EKONOMİ - 11 Ağustos 2009 Salı 18:17

Halkbank'ın ilk yarı net karı 787 milyon TL

A
A
A
Halkbank'ın ilk yarı net karı 787 milyon TL

Halkbank 2009'un ilk yarısında net kârını 787 milyon TL'ye yükselttiğini duyurdu.

Halkbank'tan konu hakkında yapılan açıklamaya göre, banka toplam kredilerde 2008 yılsonuna göre %10,2 büyüme kaydederken, ticari kredilerini %11, bireysel kredilerini ise %7,6 oranında artırdı.
Açıklamaya göre, aktif büyüklüğü Haziran sonu itibariyle %9 artışla 55,7 milyar TL'ye ulaşan Halkbank, toplam kredilerde 2008 yılsonuna göre %10,2 büyüme kaydetti.

Halkbank Genel Müdürü Hüseyin Aydın, "Bankamızın 2009'un ilk yarısında elde ettiği rakamlar, yılsonu hedeflerimize ulaşmakta zorlanmayacağımızın açık bir göstergesi. Yılın başından itibaren dünya piyasalarını ve oradaki durumun ülkemiz piyasalarına mevcut ve olası yansımalarını dikkatle izliyor ve öngörüyle hareket ediyoruz. Yarıyılda elde ettiğimiz başarı, bu öngörülerimizin meyvelerini toplamaya başladığımızın kanıtı" dedi.

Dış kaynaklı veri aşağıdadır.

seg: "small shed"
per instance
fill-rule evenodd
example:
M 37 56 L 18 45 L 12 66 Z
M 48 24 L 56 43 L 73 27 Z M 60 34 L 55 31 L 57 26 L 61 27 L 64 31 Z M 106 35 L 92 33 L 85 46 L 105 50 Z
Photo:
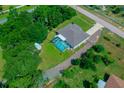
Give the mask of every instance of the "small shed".
M 99 80 L 97 83 L 98 88 L 104 88 L 106 85 L 106 82 L 103 80 Z
M 37 50 L 41 50 L 41 45 L 39 43 L 34 43 L 34 46 Z

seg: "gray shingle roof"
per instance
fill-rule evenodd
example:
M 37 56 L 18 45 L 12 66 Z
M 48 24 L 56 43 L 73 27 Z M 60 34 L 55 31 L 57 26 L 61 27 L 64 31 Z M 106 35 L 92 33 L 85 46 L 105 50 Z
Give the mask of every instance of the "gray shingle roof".
M 66 41 L 71 45 L 71 47 L 75 47 L 89 37 L 89 35 L 76 24 L 68 24 L 64 28 L 60 29 L 58 33 L 66 38 Z

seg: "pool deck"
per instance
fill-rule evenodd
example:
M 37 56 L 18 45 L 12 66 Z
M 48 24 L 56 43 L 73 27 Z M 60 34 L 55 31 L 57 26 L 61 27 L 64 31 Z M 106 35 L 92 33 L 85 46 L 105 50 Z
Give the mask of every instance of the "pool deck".
M 61 52 L 66 51 L 66 49 L 69 47 L 69 45 L 67 45 L 66 42 L 61 40 L 59 37 L 54 37 L 53 40 L 52 40 L 52 43 Z

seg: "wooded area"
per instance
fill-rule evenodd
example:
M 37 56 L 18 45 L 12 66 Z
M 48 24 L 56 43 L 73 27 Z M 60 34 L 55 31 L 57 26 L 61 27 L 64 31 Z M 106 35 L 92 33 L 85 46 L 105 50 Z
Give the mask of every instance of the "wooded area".
M 34 43 L 42 43 L 48 32 L 76 12 L 67 6 L 37 6 L 32 13 L 10 9 L 8 21 L 0 25 L 0 46 L 3 49 L 4 87 L 40 87 L 41 59 Z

Halkbank, reel sektöre sunduğu finansal destekle kredilerinin toplam aktifler içindeki payını artırmayı 2009'un ikinci çeyreğinde de sürdürdü. Halkbank kredilerinin, toplam aktifler içindeki payı Haziran sonu itibariyle %51,2'ye yükseldi. Kredilerdeki büyümesi dikkat çeken Halkbank'ın ticari kredilerdeki artış oranı % 11, bireysel kredilerdeki artış oranı ise %7,6 olarak gerçekleşti. Mevduatın krediye dönüşüm oranında da istikrarlı bir artış izleyen Halkbank, 2008 yılsonunda % 64,2 olan dönüşüm oranını
Haziran sonu itibariyle % 69,6'ya yükseltti.

2008 yılsonunda %37,6 olan maliyet/gelir rasyosunu yılın ilk yarısında %30,9'a düşürmeyi başaran Halkbank'ın bu dönemdeki özkaynak karlılığı ise %34,6 olarak gerçekleşti.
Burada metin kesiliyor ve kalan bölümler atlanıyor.